Cue Mary's note. John and Watson rush to Mary's aid, only to find out she's in no danger whatsoever, because the woman can handle tough situations better than either one of those imbeciles. And it turns out, Emelia didn't die when she blew her brains out, she died later on and since then, the women of London, the invisible enemy (for fuck's sake), have been taking turns posing as Emelia, in order to avenge the wrongs done by men. Sherlock finally sees Hooper as Molly and then Moriarty shows up in a wedding dress. "Is this silly enough for you yet?" Yes, it has been for a while now and I'd like it to stop, please. This dream within a dream concept is so poorly executed that it's making me feel kinda sick.

Sherlock and Moriarty are transported to *gasp* a waterfall! The originality! The magnificence! The glo- ry! They fight, or more accurately, Moriarty punches Sherlock a lot, threatens to throw both of them off the edge, and just when I'm ready to shout hurrah, Doctor John "I've got a revolver and I'm not afraid to use it" Watson, comes and saves the day. Well, he saves Sherlock. My day is definitely not saved. After throwing Moriarty to his inescapable doom, the two buddy buddies chat, before Sherlock resolves to wake up by... jumping. 

Which transports him back to today, where he confirms that Moriarty is definitely very dead which, of course, doesn't mean he's not dangerous, but luckily Sherlock knows how to proceed.

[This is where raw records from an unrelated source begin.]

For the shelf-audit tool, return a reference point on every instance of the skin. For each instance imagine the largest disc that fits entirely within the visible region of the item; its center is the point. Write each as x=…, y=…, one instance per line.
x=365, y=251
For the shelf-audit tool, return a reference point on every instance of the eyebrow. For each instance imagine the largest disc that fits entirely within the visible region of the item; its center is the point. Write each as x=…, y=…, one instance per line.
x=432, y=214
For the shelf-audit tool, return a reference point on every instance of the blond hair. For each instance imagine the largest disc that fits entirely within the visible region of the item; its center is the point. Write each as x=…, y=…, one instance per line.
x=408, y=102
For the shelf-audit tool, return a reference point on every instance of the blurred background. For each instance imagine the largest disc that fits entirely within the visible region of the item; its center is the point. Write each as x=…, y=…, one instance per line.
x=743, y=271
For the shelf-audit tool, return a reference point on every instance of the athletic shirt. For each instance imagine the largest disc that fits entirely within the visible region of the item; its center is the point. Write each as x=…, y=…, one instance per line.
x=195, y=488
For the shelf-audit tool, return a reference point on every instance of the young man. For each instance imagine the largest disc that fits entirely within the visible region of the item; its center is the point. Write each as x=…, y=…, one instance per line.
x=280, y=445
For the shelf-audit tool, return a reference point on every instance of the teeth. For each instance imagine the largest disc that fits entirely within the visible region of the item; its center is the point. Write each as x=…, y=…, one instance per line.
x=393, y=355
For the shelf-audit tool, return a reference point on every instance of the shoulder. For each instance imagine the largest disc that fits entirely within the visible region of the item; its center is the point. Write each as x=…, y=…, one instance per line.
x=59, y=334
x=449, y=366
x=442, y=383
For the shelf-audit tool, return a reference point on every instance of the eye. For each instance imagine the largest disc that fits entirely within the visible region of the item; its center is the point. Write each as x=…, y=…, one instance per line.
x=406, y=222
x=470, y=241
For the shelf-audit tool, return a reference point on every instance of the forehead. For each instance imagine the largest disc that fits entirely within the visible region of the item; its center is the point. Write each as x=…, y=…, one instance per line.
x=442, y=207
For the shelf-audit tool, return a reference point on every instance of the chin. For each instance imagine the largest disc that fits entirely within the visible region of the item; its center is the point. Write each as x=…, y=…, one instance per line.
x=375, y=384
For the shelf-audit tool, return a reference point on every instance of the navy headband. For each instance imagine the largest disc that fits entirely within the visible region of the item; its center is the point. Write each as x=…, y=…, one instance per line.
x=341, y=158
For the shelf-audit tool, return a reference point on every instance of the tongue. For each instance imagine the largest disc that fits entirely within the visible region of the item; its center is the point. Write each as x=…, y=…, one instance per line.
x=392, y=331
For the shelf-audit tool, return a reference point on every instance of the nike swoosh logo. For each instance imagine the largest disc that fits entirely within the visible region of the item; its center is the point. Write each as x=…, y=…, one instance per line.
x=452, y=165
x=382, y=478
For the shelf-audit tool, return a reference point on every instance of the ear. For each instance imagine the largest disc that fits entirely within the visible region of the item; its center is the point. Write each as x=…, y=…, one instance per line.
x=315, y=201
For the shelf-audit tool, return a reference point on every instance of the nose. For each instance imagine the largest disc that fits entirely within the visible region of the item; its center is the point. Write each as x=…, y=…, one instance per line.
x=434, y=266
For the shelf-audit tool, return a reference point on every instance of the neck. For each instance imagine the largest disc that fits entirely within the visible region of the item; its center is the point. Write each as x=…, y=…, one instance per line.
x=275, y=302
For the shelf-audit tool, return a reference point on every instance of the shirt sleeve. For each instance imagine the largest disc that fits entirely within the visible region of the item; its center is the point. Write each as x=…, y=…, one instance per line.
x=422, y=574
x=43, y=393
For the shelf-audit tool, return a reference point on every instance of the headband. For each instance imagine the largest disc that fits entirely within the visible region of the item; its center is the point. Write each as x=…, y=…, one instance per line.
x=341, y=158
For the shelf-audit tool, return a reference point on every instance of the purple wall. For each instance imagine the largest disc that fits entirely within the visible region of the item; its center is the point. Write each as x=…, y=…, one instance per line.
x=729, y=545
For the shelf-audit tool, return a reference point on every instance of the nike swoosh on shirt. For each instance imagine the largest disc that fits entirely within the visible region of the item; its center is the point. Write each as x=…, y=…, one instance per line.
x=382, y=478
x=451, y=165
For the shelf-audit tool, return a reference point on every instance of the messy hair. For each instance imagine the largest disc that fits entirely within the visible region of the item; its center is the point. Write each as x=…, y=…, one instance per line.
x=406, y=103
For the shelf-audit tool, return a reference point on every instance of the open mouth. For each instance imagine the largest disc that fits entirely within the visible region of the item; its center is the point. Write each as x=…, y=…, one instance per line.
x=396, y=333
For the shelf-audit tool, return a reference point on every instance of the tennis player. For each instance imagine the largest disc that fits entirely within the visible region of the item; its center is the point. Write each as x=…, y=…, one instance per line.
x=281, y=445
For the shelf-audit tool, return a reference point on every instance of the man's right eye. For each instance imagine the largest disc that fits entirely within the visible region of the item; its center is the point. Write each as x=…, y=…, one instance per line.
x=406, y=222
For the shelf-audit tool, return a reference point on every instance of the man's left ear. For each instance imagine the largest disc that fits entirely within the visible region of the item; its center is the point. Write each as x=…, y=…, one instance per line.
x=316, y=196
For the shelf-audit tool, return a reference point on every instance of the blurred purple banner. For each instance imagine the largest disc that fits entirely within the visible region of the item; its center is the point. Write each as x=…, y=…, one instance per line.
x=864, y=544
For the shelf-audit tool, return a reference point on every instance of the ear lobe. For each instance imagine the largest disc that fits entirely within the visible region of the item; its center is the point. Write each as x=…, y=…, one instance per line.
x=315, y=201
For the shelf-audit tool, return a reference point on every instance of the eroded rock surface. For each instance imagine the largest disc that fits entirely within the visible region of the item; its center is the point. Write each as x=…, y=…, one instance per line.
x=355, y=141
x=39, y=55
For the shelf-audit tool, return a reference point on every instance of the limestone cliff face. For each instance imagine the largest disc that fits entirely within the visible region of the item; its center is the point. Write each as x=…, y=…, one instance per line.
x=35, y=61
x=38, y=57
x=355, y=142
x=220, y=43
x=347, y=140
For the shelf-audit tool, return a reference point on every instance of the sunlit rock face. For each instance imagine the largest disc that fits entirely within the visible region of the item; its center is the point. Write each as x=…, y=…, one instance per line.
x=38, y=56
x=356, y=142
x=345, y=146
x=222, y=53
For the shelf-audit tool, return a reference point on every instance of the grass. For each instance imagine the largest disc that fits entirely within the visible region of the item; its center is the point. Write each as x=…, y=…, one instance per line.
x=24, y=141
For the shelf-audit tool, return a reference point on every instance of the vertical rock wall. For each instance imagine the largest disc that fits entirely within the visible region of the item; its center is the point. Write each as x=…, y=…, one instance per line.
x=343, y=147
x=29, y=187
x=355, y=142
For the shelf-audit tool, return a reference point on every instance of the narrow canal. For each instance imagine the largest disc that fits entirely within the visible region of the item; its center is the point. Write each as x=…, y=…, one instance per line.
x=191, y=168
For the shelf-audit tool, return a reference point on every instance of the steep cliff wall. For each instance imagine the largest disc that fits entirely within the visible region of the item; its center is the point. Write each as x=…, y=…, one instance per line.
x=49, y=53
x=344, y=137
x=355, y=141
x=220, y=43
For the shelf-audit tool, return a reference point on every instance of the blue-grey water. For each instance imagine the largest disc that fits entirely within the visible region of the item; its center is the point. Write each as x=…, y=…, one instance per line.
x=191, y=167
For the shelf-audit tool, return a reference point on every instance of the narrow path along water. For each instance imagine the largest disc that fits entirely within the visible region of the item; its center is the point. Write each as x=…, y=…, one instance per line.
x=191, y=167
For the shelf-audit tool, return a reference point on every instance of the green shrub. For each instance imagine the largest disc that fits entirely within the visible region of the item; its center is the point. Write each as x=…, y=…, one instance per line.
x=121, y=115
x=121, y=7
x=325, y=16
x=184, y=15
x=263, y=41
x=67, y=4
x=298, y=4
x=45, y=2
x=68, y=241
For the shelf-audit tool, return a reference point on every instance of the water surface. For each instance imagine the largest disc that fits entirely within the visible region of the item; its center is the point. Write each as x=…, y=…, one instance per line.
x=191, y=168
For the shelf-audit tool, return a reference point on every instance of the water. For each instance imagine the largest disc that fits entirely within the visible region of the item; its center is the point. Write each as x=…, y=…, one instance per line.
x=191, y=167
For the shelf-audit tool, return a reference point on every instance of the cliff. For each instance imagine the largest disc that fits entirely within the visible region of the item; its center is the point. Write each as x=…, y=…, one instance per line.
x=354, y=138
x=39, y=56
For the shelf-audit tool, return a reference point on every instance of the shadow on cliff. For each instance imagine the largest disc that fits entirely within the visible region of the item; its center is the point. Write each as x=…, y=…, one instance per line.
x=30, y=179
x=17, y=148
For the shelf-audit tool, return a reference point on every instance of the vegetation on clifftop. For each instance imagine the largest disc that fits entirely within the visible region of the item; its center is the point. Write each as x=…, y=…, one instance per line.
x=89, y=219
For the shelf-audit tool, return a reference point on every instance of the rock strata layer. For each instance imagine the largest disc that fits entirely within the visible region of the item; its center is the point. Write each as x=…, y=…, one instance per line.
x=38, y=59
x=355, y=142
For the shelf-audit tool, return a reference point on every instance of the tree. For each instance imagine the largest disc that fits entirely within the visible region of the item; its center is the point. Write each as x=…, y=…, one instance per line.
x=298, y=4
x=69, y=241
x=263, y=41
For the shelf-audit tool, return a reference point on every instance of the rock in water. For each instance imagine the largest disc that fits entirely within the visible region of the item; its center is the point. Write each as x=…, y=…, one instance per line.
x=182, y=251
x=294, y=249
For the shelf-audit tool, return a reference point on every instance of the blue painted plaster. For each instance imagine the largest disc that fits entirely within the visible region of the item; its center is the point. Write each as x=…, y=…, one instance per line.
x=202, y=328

So, the episode we watched was basically Moffat, trying to convince us he's a feminist, like totes, by making Mrs Hudson exclaim she's not merely a plot device, while using a bunch of women as a means to discover how Sherlock's enemy faked his own death, which was pointless to begin with, because the man is actually dead! *bangs head on desk repeatedly*

I have had it with this tiny man, thinking he's a feminist icon for taking a sexist comment from a man's mouth and placing it into that of a woman. I'm tired of his sloppy writing used as a persuasion technique to shut valid criticism up. The more he's allowed to write, the more he considers this an invitation for him to shit on things we've enjoyed and mock us for enjoying them. 

I can't go on. Please, this it too much. Mycroft, baby, are you ready to go yet?